I used Pt100 sensor to control the temperature of the nozzle of my 3D printer.
A resistance thermometer is a temperature sensor that utilizes the characteristics of metal whose resistance value changes with temperature.
Pt100 is a platinum resistance thermometer with a resistance value of \(100 {\rm \Omega}\) at \(0^\circ {\rm C}\).
The higher the temperature, the greater the resistance.

Resistance of Pt100

The resistance \(R_t [\Omega]\) of Pt100 at temperature \(t [ ^\circ \rm C] \) is expressed in the following equation.
Where \(t \geqq 0\).
$$
R_t = R_0 (1 + A t + B t^2)
$$
$$
A = 3.9083 \times 10^{-3}
$$
$$
B = -5.775 \times 10^{-7}
$$
$$
R_0 = 100 [\Omega]
$$

If a graph is drawn, it looks like the figure below.

Measurement Circuit

In order to convert the resistance of Pt100 to a voltage and input it to the microcontroller's AD converter, I built a circuit as shown below.
Connect Pt100 to the connector J1.

First, the bridge is configured with the resistance \(R_t\) of Pt100 and \(R_1\), \(R_2\), and \(R_3\), and the voltage \(V_1\) is obtained according to the resistance \(R_t\).
The output voltage of the bridge, \(V_1 [\rm V]\), is expressed in the following equation
$$
V_1 = 3.3[{\rm V}] \times \left( \frac{R_t}{R_1 + R_t} - \frac{R_3}{R_2 + R_3} \right)
$$

\(R_4\), \(R_5\), \(C_1\), \(C_2\) and \(C_3\) constitute the low-pass filter.

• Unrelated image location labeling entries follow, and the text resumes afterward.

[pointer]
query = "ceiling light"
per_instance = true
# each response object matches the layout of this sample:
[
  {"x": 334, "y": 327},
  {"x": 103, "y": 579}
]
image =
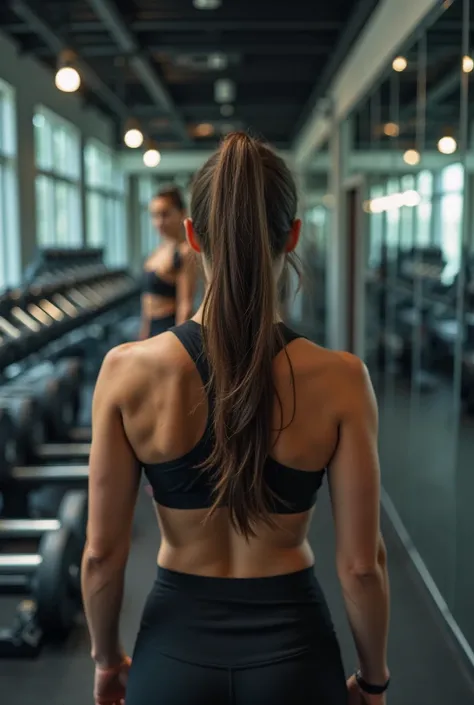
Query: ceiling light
[
  {"x": 227, "y": 110},
  {"x": 67, "y": 78},
  {"x": 205, "y": 129},
  {"x": 133, "y": 136},
  {"x": 467, "y": 64},
  {"x": 391, "y": 129},
  {"x": 151, "y": 157},
  {"x": 399, "y": 64},
  {"x": 224, "y": 91},
  {"x": 410, "y": 199},
  {"x": 207, "y": 4},
  {"x": 412, "y": 157},
  {"x": 217, "y": 61},
  {"x": 447, "y": 145}
]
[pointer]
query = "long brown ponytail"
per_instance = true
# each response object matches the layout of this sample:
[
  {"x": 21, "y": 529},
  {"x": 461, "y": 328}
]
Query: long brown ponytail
[{"x": 243, "y": 206}]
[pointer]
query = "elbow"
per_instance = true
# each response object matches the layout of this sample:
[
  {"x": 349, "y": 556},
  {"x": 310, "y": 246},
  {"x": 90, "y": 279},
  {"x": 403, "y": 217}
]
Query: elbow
[
  {"x": 357, "y": 571},
  {"x": 363, "y": 569},
  {"x": 100, "y": 557}
]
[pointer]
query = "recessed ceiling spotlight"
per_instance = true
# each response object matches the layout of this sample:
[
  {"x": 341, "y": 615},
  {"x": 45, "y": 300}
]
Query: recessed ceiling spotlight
[
  {"x": 217, "y": 61},
  {"x": 227, "y": 110},
  {"x": 207, "y": 4},
  {"x": 205, "y": 129}
]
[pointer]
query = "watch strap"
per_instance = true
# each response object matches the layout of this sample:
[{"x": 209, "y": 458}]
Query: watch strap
[{"x": 370, "y": 688}]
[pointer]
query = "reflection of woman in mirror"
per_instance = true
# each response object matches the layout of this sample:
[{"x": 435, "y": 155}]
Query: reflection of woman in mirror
[{"x": 169, "y": 273}]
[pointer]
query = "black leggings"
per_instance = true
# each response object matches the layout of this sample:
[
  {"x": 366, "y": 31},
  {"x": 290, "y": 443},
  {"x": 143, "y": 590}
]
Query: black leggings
[{"x": 256, "y": 641}]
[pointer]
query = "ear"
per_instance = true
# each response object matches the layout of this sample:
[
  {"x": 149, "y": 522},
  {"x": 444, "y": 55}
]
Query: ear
[
  {"x": 294, "y": 236},
  {"x": 191, "y": 236}
]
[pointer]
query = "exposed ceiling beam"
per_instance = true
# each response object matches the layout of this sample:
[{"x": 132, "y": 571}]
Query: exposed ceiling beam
[
  {"x": 444, "y": 87},
  {"x": 235, "y": 26},
  {"x": 276, "y": 107},
  {"x": 206, "y": 26},
  {"x": 56, "y": 44},
  {"x": 143, "y": 68},
  {"x": 186, "y": 48},
  {"x": 389, "y": 27},
  {"x": 361, "y": 12}
]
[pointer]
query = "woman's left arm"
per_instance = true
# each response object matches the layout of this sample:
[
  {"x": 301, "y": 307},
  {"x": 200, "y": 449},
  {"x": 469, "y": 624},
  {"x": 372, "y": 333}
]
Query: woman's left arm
[
  {"x": 186, "y": 285},
  {"x": 113, "y": 485}
]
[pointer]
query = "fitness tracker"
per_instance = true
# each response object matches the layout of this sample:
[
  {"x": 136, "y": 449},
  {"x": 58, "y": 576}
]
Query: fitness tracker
[{"x": 368, "y": 687}]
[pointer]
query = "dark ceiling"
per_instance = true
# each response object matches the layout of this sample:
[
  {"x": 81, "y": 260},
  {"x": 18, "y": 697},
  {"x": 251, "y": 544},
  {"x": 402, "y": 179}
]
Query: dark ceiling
[
  {"x": 425, "y": 99},
  {"x": 158, "y": 60}
]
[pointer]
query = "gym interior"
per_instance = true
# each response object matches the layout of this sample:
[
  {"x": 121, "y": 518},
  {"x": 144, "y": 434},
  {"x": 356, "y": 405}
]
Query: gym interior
[{"x": 102, "y": 102}]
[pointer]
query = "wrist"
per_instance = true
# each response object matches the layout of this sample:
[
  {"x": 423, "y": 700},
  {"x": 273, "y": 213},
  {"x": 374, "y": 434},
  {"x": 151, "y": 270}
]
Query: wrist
[
  {"x": 377, "y": 676},
  {"x": 109, "y": 662},
  {"x": 375, "y": 687}
]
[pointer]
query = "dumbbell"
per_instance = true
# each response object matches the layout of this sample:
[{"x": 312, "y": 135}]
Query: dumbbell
[
  {"x": 56, "y": 400},
  {"x": 50, "y": 575},
  {"x": 72, "y": 515},
  {"x": 21, "y": 480}
]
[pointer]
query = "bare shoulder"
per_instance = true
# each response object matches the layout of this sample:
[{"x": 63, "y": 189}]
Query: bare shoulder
[
  {"x": 130, "y": 370},
  {"x": 186, "y": 254},
  {"x": 341, "y": 375}
]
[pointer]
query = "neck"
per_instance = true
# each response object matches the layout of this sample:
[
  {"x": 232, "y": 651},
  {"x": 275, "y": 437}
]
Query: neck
[{"x": 198, "y": 316}]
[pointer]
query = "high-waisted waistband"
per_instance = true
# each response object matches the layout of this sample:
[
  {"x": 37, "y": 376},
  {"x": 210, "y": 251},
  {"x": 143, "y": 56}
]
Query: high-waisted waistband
[{"x": 236, "y": 622}]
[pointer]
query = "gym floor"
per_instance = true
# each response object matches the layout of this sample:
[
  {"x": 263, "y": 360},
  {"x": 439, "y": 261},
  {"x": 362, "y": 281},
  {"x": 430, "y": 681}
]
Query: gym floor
[{"x": 427, "y": 667}]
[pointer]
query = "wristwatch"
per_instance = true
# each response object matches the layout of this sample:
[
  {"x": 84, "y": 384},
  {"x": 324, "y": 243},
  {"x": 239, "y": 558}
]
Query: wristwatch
[{"x": 369, "y": 688}]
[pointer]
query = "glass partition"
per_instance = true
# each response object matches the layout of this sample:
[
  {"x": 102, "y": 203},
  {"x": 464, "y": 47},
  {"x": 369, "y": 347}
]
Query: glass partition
[{"x": 412, "y": 137}]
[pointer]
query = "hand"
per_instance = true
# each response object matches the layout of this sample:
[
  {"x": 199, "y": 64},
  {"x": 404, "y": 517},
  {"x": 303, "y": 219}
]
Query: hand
[
  {"x": 110, "y": 684},
  {"x": 357, "y": 697}
]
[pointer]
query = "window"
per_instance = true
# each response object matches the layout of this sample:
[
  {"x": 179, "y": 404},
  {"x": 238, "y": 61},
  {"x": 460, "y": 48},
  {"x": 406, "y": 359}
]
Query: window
[
  {"x": 9, "y": 231},
  {"x": 146, "y": 190},
  {"x": 105, "y": 203},
  {"x": 58, "y": 180}
]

Next, the AD627 instrumentation amplifier is used to amplify it by about 25 times to bring it into a range that can be easily handled by an AD converter.
The relationship between the output voltage \(V_2 [\rm V]\) of the instrumentation amplifier and temperature \(t [ ^\circ \rm C]\) is shown in the figure below.

This relationship can be used to calculate \(t\) backwards from the AD conversion result.